The 55-inch OLED displayed weighed just 1.9 Kilograms and less than one millimeter thick.
It was mounted on a wall, thanks to a magnetic mat fixed on the wall. It was possible to remove the display from the wall by simply peeling it off as you would peel off a wallpaper from a wall.
The unveiling of the Wallpaper TV is part of LG commitment to championed further research and development into the OLED technology. LG hopes to bring out a more affordable and practical products to the consumer market.
Head of LG Display’s OLED business unit, Sang-Deog Yeo, in a press statement, said: “OLED represents a groundbreaking technology” that is not only important to the company, but also the industry in general.
The OLED technology is believed to be the next step in the evolutionary ladder, given the HD craze which began some years ago sparked by plasma, the LCD (Liquid Crystal Display) and now currently being dominated by LED (Light Emitting Diode) technology. Industry experts almost unanimously agree that OLED is the next frontier.
What makes OLED technology superiors to the previous inventions is that it add an organic compound layer that into the manufacturing process, thereby enabling the production of impossibly thin displays that can also be curved. The organic materials used within also emits light, thus eliminating the need for using backlights. All these factors considered.

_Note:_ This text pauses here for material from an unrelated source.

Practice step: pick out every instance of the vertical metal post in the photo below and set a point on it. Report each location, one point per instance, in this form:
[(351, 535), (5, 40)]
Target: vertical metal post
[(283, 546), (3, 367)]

OLED is the desirable choice of technology for making displays for television sets, wearable technologies, and mobile devices.
At the Tuesday event, when LG unveiled the Wallpaper TV, the LG Display wing said it is targeting to sell 600,000 OLED TV by the end of this year and 1.5 million in 2016. The company, however, admitted that OLED displays will not be ubiquitous for perhaps the next five to 10 years due to the high cost of production involved.